Clumped-isotope-based measurements of ancient carbonate-bearing minerals, including apatites, have opened up paleotemperature reconstructions to a variety of systems and time periods. However, a critical issue when using clumped-isotope based measurements to reconstruct ancient mineral formation temperatures is whether the samples being measured have faithfully recorded their original internal isotopic distributions. These original distributions can be altered, for example, by diffusion of atoms in the mineral lattice or through diagenetic reactions. Understanding these processes quantitatively is critical for the use of clumped isotopes to reconstruct past temperatures, quantify diagenesis, and calculate time-temperature burial histories of carbonate minerals. In order to help orient this part of the thesis, Chapter 2 provides a broad overview and history of clumped-isotope based measurements in carbonate minerals.

In Chapter 3, the effects of elevated temperatures on a sample’s clumped-isotope composition are probed in both natural and experimental apatites (which contain structural carbonate groups) and calcites. A quantitative model is created that is calibrated by the experiments and consistent with the natural samples. The model allows for calculations of the change in a sample’s clumped isotope abundances as a function of any time-temperature history.

In Chapter 4, the effects of diagenesis on the stable isotopic compositions of apatites are explored on samples from a variety of sedimentary phosphorite deposits. Clumped isotope temperatures and bulk isotopic measurements from carbonate and phosphate groups are compared for all samples. These results demonstrate that samples have experienced isotopic exchange of oxygen atoms in both the carbonate and phosphate groups. A kinetic model is developed that allows for the calculation of the amount of diagenesis each sample has experienced and yields insight into the physical and chemical processes of diagenesis.

The thesis then switches gear and turns its attention to clumped isotope measurements of methane. Methane is critical greenhouse gas, energy resource, and microbial metabolic product and substrate. Despite its importance both environmentally and economically, much about methane’s formational mechanisms and the relative sources of methane to various environments remains poorly constrained. In order to add new constraints to our understanding of the formation of methane in nature, I describe the development and application of methane clumped isotope measurements to environmental deposits of methane. To help orient the reader, a brief overview of the formation of methane in both high and low temperature settings is given in Chapter 5.

In Chapter 6, a method for the measurement of methane clumped isotopologues via mass spectrometry is described. This chapter demonstrates that the measurement is precise and accurate. Additionally, the measurement is calibrated experimentally such that measurements of methane clumped isotope abundances can be converted into equivalent formational temperatures. This study represents the first time that methane clumped isotope abundances have been measured at useful precisions.

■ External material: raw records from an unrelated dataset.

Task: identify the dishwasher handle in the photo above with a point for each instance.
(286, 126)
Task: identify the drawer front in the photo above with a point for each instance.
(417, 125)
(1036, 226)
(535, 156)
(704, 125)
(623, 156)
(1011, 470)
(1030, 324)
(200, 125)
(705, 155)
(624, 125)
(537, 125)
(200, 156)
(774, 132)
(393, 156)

In Chapter 7, the methane clumped isotope method is applied to natural samples from a variety of settings. These settings include thermogenic gases formed and reservoired in shales, migrated thermogenic gases, biogenic gases, mixed biogenic and thermogenic gas deposits, and experimentally generated gases. In all cases, calculated clumped isotope temperatures make geological sense as formation temperatures or mixtures of high and low temperature gases. Based on these observations, we propose that the clumped isotope temperature of an unmixed gas represents its formation temperature — this was neither an obvious nor expected result and has important implications for how methane forms in nature. Additionally, these results demonstrate that methane-clumped isotope compositions provided valuable additional constraints to studying natural methane deposits.